2)Reading your post, I was surprised to notice that you had not addressed the fact that the Mujahideen were significantly financed and armed (and were trained) by the United States Central Intelligence Agency (CIA) during the Carter and Reagan administrations.
Moreover, under Reagan, U.S. support for the mujahideen evolved into an official U.S. foreign policy, known as the Reagan Doctrine, which included U.S. support for anti-Soviet resistance movements in Afghanistan, Angola, Nicaragua, and elsewhere. If my memory serves correct, Ronald Reagan praised mujahideen as "freedom fighters".
Regarding your insights on the Mujahadeen's interests to have the "terrorists" label disassociated with their names: I believe that their pro-democratic image have helped them win support among some U.S. and European lawmakers.
What one may find interesting is that the Mujahadeen advocate the ideology that socialism and religion can live side by side, however they claim that they also advocate a separation of religion and state.

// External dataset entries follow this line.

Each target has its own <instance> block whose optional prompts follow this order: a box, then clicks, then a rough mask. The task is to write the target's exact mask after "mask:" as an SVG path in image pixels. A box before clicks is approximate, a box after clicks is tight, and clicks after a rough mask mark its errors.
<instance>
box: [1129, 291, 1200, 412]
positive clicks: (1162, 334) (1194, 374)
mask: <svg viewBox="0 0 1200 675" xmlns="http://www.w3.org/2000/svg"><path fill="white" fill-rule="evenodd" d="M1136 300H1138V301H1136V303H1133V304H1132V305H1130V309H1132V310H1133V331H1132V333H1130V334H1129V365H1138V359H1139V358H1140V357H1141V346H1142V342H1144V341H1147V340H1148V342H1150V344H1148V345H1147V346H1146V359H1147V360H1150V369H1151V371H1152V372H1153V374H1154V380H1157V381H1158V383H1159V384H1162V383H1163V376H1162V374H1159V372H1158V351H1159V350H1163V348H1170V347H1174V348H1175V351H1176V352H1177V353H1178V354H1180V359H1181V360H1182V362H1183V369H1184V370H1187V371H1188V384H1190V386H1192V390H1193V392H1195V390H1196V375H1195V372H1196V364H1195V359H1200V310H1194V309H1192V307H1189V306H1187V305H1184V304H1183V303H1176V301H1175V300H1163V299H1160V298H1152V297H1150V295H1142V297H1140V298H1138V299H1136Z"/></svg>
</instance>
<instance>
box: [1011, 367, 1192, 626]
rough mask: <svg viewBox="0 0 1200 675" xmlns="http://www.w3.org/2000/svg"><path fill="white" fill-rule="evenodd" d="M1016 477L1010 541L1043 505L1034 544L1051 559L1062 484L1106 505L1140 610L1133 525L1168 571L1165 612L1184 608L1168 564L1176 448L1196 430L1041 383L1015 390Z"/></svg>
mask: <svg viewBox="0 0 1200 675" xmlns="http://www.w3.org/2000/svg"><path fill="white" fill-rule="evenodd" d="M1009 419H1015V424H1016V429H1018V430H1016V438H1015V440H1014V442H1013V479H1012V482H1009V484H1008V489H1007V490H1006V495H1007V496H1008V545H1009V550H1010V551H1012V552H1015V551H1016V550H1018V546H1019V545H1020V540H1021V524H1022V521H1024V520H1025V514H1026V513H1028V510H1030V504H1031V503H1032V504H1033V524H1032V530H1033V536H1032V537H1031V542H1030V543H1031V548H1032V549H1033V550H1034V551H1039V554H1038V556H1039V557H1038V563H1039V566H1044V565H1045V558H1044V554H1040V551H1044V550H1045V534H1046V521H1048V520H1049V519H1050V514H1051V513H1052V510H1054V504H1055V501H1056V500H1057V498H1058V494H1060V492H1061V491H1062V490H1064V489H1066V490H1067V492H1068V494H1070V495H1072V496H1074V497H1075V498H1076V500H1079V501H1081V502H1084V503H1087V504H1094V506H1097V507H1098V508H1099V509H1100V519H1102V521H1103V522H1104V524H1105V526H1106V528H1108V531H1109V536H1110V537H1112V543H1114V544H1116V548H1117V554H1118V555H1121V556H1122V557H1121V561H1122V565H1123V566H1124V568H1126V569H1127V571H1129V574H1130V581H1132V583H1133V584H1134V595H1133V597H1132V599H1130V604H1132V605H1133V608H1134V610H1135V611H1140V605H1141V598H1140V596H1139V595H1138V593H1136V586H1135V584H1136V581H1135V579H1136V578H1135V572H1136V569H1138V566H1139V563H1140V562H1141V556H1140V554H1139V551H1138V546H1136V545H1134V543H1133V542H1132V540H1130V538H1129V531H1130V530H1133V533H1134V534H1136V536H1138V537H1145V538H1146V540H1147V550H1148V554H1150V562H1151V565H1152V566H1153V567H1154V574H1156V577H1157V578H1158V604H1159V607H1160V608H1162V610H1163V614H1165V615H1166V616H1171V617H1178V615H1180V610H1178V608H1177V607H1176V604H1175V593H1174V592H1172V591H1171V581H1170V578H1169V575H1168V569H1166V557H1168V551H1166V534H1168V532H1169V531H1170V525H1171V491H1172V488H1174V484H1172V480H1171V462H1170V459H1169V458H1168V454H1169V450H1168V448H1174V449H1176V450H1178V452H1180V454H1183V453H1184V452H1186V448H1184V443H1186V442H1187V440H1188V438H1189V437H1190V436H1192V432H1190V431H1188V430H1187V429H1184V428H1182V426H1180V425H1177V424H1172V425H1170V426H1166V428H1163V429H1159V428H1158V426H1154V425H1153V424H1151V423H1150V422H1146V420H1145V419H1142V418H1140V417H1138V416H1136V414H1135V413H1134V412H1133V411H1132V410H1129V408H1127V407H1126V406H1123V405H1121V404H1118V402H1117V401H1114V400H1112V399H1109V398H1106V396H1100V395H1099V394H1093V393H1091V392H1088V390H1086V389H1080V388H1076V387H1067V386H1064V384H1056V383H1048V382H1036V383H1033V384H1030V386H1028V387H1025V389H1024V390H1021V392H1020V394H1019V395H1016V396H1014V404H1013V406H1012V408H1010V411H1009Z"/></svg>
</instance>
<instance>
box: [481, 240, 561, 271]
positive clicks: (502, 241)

In fact, its been stated that if the MEK were to gain control in Iran, they would establish a sixteen-point plan that stemmed from a 1995 conference, which ensures rights like the freedoms of speech and religion, adheres to the Universal Declaration of Human Rights, and improves ties with foreign governments, according to the Center for Policing Terrorism.
The only thing I wish to remark upon is the equivocation made between the former President and Osama Bin Laden. While Bush's religiosity was certainly a harmful and dangerous element to his thought process, principally in attaching itself, via him, to otherwise reasonable propositions. And for all of his annoying evangelical fervor, Bush is a mixed bag. Some elements of his persona and thought are clearly mystical/irrational, but there are other elements, probably left over from the period before he "found" Christ, which are not. Regardless of motivation, there can be no equivocation between the legal actions of a government under former President Bush's administration the only proximate cause for which was an outrageous terrorist attack on U.S. soil, and the unprovoked, hostile, irrational, immoral, and extra-legal actions of Osama Bin Laden.
I am no fan of George W. Bush and I greatly resent constantly being put into situations where I am forced to defend him against spurious, irrational, or downright deceptive criticisms and remarks. Please do not create such a situation again, I do not enjoy these asides.